Civilizing the Rude Student

by Dr. Christopher Perrin

Every teacher was once a rude student, for every student must begin rudely. This fact should humble every teacher who faces a sea of uncultured, raw, and coarse young minds. They are, in the original sense of the word, rude.

Even the learned were once rude and began as we all did—at the beginning. We know it is wise to start at the beginning, even while keeping the end in mind (though students sometimes would rather not begin at all, regardless of what end is in mind). To start at the beginning means to start with the rudiments. We call teachers of young students “elementary” teachers, another way of saying “rudimentary” teachers. To start at the beginning means to start not with an introduction, but with the rudiments.

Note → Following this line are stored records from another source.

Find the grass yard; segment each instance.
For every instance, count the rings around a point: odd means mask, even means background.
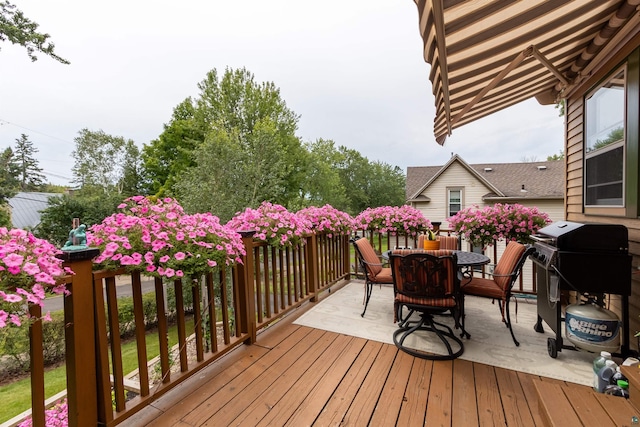
[[[193,319],[187,320],[187,331],[193,331]],[[147,357],[149,360],[159,353],[159,345],[155,331],[147,333]],[[169,328],[169,346],[178,342],[178,328]],[[122,364],[125,372],[131,372],[138,368],[138,356],[135,339],[129,340],[122,345]],[[44,378],[45,395],[47,398],[56,395],[67,387],[66,367],[51,368],[45,372]],[[0,423],[3,423],[16,415],[31,408],[31,379],[25,377],[0,387]]]

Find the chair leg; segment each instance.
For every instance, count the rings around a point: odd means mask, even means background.
[[[454,312],[453,319],[456,328],[459,327],[461,329],[460,338],[471,338],[471,334],[464,328],[464,295],[460,297],[459,309]]]
[[[364,310],[360,317],[364,317],[364,313],[367,311],[367,305],[369,305],[369,298],[371,298],[371,291],[373,290],[373,283],[365,282],[364,284]]]
[[[404,351],[405,353],[410,354],[414,357],[419,357],[421,359],[451,360],[459,357],[464,352],[464,345],[462,341],[454,334],[453,330],[448,325],[436,322],[433,319],[432,315],[423,313],[420,316],[420,320],[417,321],[415,325],[409,326],[410,323],[411,322],[408,322],[408,321],[404,322],[403,326],[398,328],[393,333],[393,342],[395,343],[396,347],[398,347],[400,350]],[[438,329],[437,326],[444,328],[444,330]],[[404,340],[409,335],[419,330],[434,332],[447,348],[447,354],[441,355],[441,354],[427,353],[420,350],[412,349],[410,347],[405,347]],[[449,340],[452,340],[457,344],[457,346],[459,347],[457,351],[453,350]]]
[[[516,336],[513,333],[513,328],[511,327],[511,315],[509,314],[509,300],[510,299],[511,298],[507,298],[507,302],[504,305],[504,309],[507,312],[507,327],[509,328],[509,332],[511,332],[511,338],[513,338],[513,343],[516,345],[516,347],[520,347],[520,343],[516,339]],[[517,308],[516,308],[516,312],[517,312]]]

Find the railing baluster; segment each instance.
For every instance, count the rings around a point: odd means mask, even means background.
[[[34,320],[29,325],[29,373],[31,374],[31,420],[34,427],[44,427],[44,348],[42,334],[42,308],[29,304],[29,315]]]
[[[122,368],[122,345],[120,343],[120,322],[118,321],[118,296],[116,294],[116,278],[105,278],[107,292],[107,311],[109,322],[109,339],[111,344],[111,371],[113,376],[113,393],[116,411],[125,409],[124,370]]]
[[[200,310],[200,281],[194,282],[191,286],[191,299],[193,300],[193,333],[196,338],[196,360],[202,362],[204,360],[203,345],[203,325],[202,312]]]
[[[189,369],[187,361],[187,331],[184,315],[184,296],[182,295],[182,280],[174,280],[173,287],[176,293],[176,321],[178,326],[178,354],[180,355],[180,372]]]
[[[162,279],[154,278],[156,289],[156,307],[158,315],[158,346],[160,349],[160,372],[162,382],[171,382],[171,367],[169,366],[169,328],[167,324],[167,309],[164,306],[164,285]]]
[[[140,395],[149,395],[149,370],[147,369],[147,339],[142,302],[142,280],[140,272],[131,273],[131,295],[133,297],[133,315],[136,322],[136,349],[138,353],[138,381]]]

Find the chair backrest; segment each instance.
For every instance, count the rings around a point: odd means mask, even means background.
[[[501,289],[510,288],[518,277],[518,273],[527,257],[533,252],[533,247],[527,248],[522,243],[509,242],[493,271],[493,279]]]
[[[393,255],[410,255],[410,254],[428,254],[433,256],[448,256],[453,254],[451,249],[394,249],[391,251]]]
[[[410,298],[456,296],[460,290],[456,255],[434,256],[426,252],[391,254],[394,291]],[[437,305],[437,301],[431,300],[430,304]]]
[[[418,236],[418,249],[424,248],[425,235]],[[436,236],[436,240],[440,241],[440,249],[451,249],[457,251],[460,249],[460,240],[458,236]]]
[[[451,249],[456,251],[460,249],[460,241],[458,236],[436,236],[440,240],[440,249]]]
[[[371,246],[371,242],[366,237],[361,237],[353,241],[353,246],[361,260],[365,261],[363,267],[374,277],[382,271],[382,263]]]

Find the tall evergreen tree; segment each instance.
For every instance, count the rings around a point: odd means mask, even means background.
[[[18,174],[13,150],[7,147],[0,153],[0,203],[6,203],[20,190]]]
[[[18,166],[18,180],[21,191],[39,190],[45,183],[42,168],[38,166],[38,160],[34,157],[38,149],[29,141],[24,133],[16,138],[14,150],[15,163]]]
[[[0,41],[9,41],[27,49],[27,55],[32,61],[38,57],[35,52],[44,53],[63,64],[68,64],[64,58],[54,52],[54,44],[49,41],[49,34],[40,33],[38,24],[33,22],[20,9],[8,1],[0,1]]]

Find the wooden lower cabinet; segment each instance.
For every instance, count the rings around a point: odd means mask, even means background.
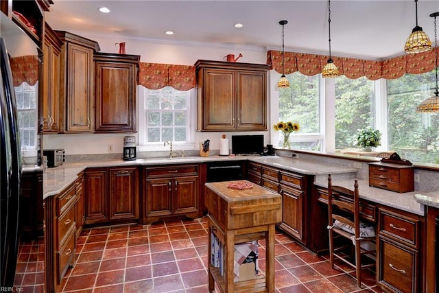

Rudiments are those necessary planks and boards that you must lay down at the beginning of a project. Rudiments are those things without which there can be no real forward motion, no building. If we think of literal building, we need not only planks and boards, but also hammers and nails and the skills to use them. Without these materials and these skills, we will persist in owning not a house but rather a shamble.

Photo by Avel Chuklanov / Unsplash

The rude student needs rudiments and rudimentary skill far more than he needs an introduction. Give him a survey of, say, the importance of Latin and the ways it sprouted through Europe, eventually blossoming into Italian (che bella!), Spanish, French, Romanian, and Portuguese. This might inspire him, but it is not the beginning of his Latin study; rather, this is the introduction to his beginning of Latin study. A student engaged with only such introductory study will remain (to the Latin mind) a barbarian: one who knows something about Latin but who neither speaks nor reads this lovely tongue.

No, rudiments consist of the real learning of real arts, of real skill. In the context of Latin, it will mean learning real Latin words that can be put into real sentences that can be read in the real language. It will mean starting with those things that are basic, foundational—the first things.

I applaud a good introduction that truly introduces—that which will arrest interest and lead me into (from the Latin verb intrōdūcere, “to lead into”) a subject of study, and possibly even inspire me. But once inspired, once led, I must then study, and I should begin by studying the rudiments.

Here is another problem: The teacher who really knows his discipline or art is often tempted to forgo such rudimentary exercises. Why should the great Latin teacher, conversant or fluent in this glorious language, stoop low and regularly teach amō, amās, amat, amāmus, amātis, amant? It is even possible that after a couple of decades he will forget that he was once also ten years old and chanting verb conjugations. So, he passes over the rudiments as quickly as possible, or maybe never really teaches them at all. Ironically, this Latin specialist will not civilize his rude charges. Now who is being rude, I ask?

By this point, you can probably guess the Latin meanings lurking behind so much of this “rude” vocabulary. The adjective rūdis means “unwrought, unworked, raw, coarse, rough, badly made, uncultured, unskilled, clumsy,” and even “ignorant, inexperienced.” The noun rudīmentum means “first attempt, beginning.” The verb rudere means “to roar, bellow, bray, or creak” (uncultured, to say the least). The noun rūdus means “rubble, rubbish.”

This might all royally depress us if weren’t for a complimentary set of Latin antonyms. The verb ērudīre (using the prefix e or ex, “out of”) means to educate or instruct in the sense of delivering a student from his “rudeness.” The Latin adjective ērudītus means “learned, educated, accomplished.” The Latin noun ērudītio means “education, instruction, learning, knowledge.”

Remember that the most erudite were once rude. Every accomplished master was once a novice confronting planks and boards. The great teachers have always been willing to not only introduce but to instruct and begin with rudiments, and to teach them to the point of mastery. The great teachers were not only erudite: They were the great removers of rudeness.